Other states to watch
NEBRASKA: Republican leaders have signaled they will seek new pro-life protections in Nebraska, where Republicans control the state government but a proposed trigger law failed to clear the legislature this spring. In the meantime, abortion remains legal in the state up to 22 weeks of pregnancy.
VIRGINIA: Virginia Republican Gov. Glenn Youngkin said he will work to tighten Virginia’s abortion limit from around 26 weeks to 15 weeks, by which time babies in the womb feel pain. Republicans control the Virginia House of Delegates, but Democrats narrowly control the state Senate, and Senate Majority Leader Richard Saslaw has pledged that Democrats will kill pro-life bills. The next Virginia Senate elections are in 2023, and Republicans need two seats to retake the chamber.
KANSAS: Kansas in August voted down an amendment that would have changed the state constitution to declare that it includes no “right” to abortion and allow lawmakers to pass a total or near-total ban. The state supreme court found a “right” to abortion in the Kansas Constitution in 2019. Abortion is currently legal on demand up to 22 weeks in Kansas.
Republicans have a supermajority in the Kansas legislature, and pro-abortion Kansas Democratic Gov. Laura Kelley faces a tough re-election bid in November. The state will remain an abortion haven until the Kansas Supreme Court’s decision is reversed.
MONTANA: In Montana, abortion remains protected by a 1999 decision of the Montana Supreme Court that Republican leaders are actively challenging, according to the Montana Free Press. “All eyes in Montana need to be on our own judicial branch of government,” Montana Senate President Mark Blasdel and House Majority Leader Sue Vinton said in a joint statement in June. Montana has a blocked 20-week abortion ban.
Conservatives could upend the Montana Supreme Court’s pro-abortion majority by flipping a seat on the court in November.
ALASKA: Republicans have also made renewed calls for restrictions in Alaska, which has had strong abortion protections for decades despite the state’s conservative leanings.
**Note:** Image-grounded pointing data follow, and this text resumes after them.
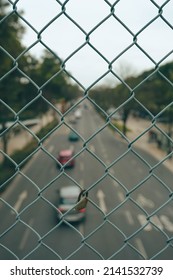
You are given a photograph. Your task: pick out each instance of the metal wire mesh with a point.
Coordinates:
(129, 224)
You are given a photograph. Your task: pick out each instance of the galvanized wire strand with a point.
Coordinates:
(63, 121)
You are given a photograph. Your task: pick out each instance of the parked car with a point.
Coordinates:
(65, 157)
(68, 196)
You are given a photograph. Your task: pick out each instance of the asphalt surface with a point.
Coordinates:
(124, 190)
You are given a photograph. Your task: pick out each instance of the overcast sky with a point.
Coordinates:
(110, 38)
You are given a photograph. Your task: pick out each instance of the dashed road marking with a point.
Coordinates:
(121, 196)
(129, 217)
(141, 248)
(26, 235)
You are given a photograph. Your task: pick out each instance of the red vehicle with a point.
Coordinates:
(65, 157)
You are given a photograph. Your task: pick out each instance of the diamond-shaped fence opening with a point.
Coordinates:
(74, 113)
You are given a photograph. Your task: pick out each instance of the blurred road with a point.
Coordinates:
(122, 192)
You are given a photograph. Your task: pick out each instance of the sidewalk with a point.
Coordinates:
(137, 127)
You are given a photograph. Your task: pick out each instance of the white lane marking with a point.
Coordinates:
(50, 149)
(141, 248)
(101, 197)
(157, 222)
(115, 183)
(145, 202)
(81, 182)
(121, 196)
(26, 235)
(167, 223)
(20, 200)
(142, 220)
(92, 148)
(81, 229)
(129, 217)
(81, 166)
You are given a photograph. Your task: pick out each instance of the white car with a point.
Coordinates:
(68, 197)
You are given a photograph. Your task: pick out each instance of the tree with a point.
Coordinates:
(10, 35)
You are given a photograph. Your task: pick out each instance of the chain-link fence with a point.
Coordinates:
(115, 153)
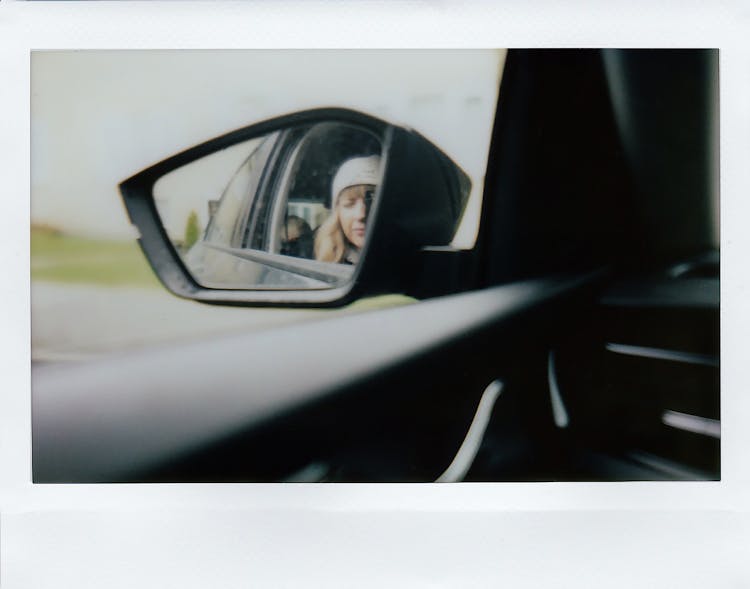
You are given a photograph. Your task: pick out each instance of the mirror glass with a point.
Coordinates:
(285, 210)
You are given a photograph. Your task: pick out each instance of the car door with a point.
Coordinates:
(510, 368)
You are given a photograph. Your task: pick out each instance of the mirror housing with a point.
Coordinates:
(417, 210)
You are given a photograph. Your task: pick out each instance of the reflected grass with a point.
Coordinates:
(58, 257)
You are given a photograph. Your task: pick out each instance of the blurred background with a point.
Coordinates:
(98, 117)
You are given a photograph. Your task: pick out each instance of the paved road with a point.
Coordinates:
(71, 322)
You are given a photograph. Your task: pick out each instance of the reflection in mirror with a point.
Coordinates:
(286, 210)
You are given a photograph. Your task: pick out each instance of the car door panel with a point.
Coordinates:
(272, 402)
(643, 381)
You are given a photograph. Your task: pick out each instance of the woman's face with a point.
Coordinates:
(353, 205)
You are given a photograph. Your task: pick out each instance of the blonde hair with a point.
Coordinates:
(330, 242)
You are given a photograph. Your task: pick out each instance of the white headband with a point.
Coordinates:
(356, 171)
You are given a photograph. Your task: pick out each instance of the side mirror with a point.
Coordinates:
(315, 208)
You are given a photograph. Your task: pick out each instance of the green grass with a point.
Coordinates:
(65, 258)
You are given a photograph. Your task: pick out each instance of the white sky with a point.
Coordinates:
(97, 117)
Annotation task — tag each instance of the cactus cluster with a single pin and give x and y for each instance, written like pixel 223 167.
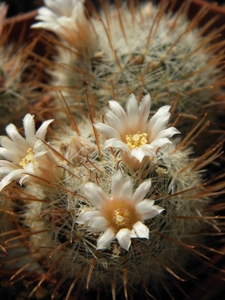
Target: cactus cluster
pixel 115 200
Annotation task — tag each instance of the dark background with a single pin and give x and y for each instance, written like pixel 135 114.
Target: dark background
pixel 22 6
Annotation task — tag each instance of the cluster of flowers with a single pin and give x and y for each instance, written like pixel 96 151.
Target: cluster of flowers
pixel 121 214
pixel 116 193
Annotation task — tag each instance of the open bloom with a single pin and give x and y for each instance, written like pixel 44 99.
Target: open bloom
pixel 120 215
pixel 22 155
pixel 67 19
pixel 132 132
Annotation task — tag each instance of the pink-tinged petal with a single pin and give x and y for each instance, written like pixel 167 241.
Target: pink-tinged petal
pixel 113 121
pixel 12 147
pixel 29 129
pixel 126 190
pixel 13 133
pixel 9 165
pixel 94 194
pixel 45 14
pixel 116 184
pixel 160 142
pixel 147 210
pixel 107 130
pixel 141 230
pixel 98 224
pixel 149 149
pixel 159 121
pixel 123 237
pixel 105 240
pixel 116 143
pixel 85 217
pixel 41 132
pixel 9 155
pixel 119 111
pixel 141 191
pixel 16 174
pixel 132 112
pixel 144 109
pixel 138 153
pixel 144 206
pixel 168 132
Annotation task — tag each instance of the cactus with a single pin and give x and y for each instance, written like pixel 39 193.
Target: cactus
pixel 115 201
pixel 138 50
pixel 112 217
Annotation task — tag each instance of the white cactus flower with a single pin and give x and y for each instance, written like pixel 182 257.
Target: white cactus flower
pixel 132 132
pixel 22 155
pixel 120 215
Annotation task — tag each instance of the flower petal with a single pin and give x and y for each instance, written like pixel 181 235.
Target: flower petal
pixel 85 217
pixel 126 189
pixel 41 132
pixel 117 184
pixel 116 143
pixel 132 113
pixel 123 237
pixel 16 174
pixel 141 191
pixel 13 133
pixel 105 240
pixel 144 110
pixel 95 194
pixel 138 153
pixel 98 224
pixel 141 230
pixel 147 210
pixel 107 130
pixel 29 129
pixel 119 111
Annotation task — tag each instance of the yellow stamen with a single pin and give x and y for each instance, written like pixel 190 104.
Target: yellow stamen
pixel 121 218
pixel 29 158
pixel 136 140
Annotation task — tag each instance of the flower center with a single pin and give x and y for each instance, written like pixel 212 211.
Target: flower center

In November, Alaska voters will decide whether to call a convention that could change the state constitution in favor of life.
Which states will protect abortion access?
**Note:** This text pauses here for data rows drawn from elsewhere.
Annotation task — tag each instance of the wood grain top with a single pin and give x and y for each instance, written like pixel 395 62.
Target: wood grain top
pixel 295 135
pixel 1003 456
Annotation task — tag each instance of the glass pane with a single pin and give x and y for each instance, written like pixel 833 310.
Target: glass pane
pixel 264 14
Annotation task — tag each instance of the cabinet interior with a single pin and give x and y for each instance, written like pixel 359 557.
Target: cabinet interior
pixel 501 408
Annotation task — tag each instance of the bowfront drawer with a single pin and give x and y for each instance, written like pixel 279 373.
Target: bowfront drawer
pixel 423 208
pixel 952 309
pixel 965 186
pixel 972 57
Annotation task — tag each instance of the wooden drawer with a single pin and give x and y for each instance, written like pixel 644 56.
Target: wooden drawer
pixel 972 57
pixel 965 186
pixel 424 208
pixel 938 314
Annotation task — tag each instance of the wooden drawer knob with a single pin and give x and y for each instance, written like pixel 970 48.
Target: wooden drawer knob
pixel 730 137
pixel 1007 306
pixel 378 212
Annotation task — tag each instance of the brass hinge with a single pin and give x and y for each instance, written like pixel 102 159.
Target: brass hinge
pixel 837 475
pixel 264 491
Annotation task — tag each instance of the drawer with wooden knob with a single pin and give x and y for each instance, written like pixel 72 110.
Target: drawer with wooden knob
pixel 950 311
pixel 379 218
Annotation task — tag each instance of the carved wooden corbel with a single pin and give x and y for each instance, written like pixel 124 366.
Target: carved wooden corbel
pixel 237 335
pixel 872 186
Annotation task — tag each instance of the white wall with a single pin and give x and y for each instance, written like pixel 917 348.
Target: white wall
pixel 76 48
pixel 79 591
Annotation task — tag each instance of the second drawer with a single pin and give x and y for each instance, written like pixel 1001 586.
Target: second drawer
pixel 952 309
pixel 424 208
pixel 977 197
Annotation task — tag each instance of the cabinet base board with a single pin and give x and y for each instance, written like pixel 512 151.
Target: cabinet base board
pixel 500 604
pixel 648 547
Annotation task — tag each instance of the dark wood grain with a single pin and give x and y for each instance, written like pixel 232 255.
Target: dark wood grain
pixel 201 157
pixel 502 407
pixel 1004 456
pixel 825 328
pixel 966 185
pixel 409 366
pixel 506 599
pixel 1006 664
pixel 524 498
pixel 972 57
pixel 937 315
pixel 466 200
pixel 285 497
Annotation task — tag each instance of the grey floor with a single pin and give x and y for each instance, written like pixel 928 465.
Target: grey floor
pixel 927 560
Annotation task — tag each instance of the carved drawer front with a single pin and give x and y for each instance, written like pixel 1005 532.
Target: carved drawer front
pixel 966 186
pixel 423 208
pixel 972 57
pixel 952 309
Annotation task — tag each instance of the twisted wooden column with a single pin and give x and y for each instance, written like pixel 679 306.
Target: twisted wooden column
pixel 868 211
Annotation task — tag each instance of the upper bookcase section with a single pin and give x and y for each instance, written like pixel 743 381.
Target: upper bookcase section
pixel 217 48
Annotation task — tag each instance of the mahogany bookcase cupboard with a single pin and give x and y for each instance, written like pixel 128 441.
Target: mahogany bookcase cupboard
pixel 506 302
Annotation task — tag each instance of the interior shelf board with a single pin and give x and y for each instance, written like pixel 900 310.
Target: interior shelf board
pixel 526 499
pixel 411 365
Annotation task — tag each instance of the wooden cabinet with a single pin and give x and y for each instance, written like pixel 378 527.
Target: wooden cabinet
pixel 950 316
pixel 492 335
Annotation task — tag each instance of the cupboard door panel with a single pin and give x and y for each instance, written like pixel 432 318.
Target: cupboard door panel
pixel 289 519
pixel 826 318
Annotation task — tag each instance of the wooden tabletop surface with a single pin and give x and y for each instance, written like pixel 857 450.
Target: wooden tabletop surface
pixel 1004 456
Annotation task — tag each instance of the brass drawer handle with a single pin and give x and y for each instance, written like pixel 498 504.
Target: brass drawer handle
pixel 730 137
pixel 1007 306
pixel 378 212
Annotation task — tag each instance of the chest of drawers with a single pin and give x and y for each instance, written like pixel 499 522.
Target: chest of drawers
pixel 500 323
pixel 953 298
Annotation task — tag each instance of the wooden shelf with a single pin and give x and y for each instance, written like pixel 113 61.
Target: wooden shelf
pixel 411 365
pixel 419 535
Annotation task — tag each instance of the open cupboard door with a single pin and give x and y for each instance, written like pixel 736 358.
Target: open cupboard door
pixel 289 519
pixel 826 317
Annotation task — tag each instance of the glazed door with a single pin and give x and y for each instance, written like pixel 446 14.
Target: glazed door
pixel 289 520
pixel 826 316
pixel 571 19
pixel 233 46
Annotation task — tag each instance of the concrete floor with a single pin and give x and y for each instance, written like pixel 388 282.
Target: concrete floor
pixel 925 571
More than a dozen other states have legal abortion protections in place and are unlikely to reverse them in the immediate future: California, Colorado, Connecticut, Delaware, Hawaii, Illinois, Maine, Maryland, Massachusetts, Minnesota, Nevada, New Jersey, New York, Oregon, Rhode Island, Vermont, and Washington, as well as Washington, D.C.
None of those states prohibits elective abortion before 24 weeks, and many of them have already announced extreme measures to expand abortion access, including for out-of-state women. Alaska, Colorado, New Jersey, New Mexico, Oregon, Vermont, and D.C. have no gestational limits on abortion at all.
Three states – Pennsylvania, New Hampshire, and New Mexico – do not explicitly protect abortion but are considered unlikely to advance restrictions for now due to pro-abortion state leaders.
State Sen. Doug Mastriano, the Republican nominee for Pennsylvania governor, has sponsored a heartbeat bill in the state’s GOP-controlled legislature and said he would sign it as governor. Mastriano has also said he would back a total ban at conception and does not support any exceptions. Elective abortion is legal in Pennsylvania up to 24 weeks.
Mark Ronchetti, the Republican nominee for the New Mexico governor’s race this year, has said he would seek to end late-term and partial-birth abortion if elected, but added that he would need the support of the heavily Democratic New Mexico Legislature.
RealClearPolitics rates the Pennsylvania and New Mexico governor’s elections as toss-ups.
Pro-abortion Republican New Hampshire Gov. Chris Sununu is favored to win re-election in the Granite State in November. He reluctantly signed a 24-week ban passed by the Republican state legislature last year.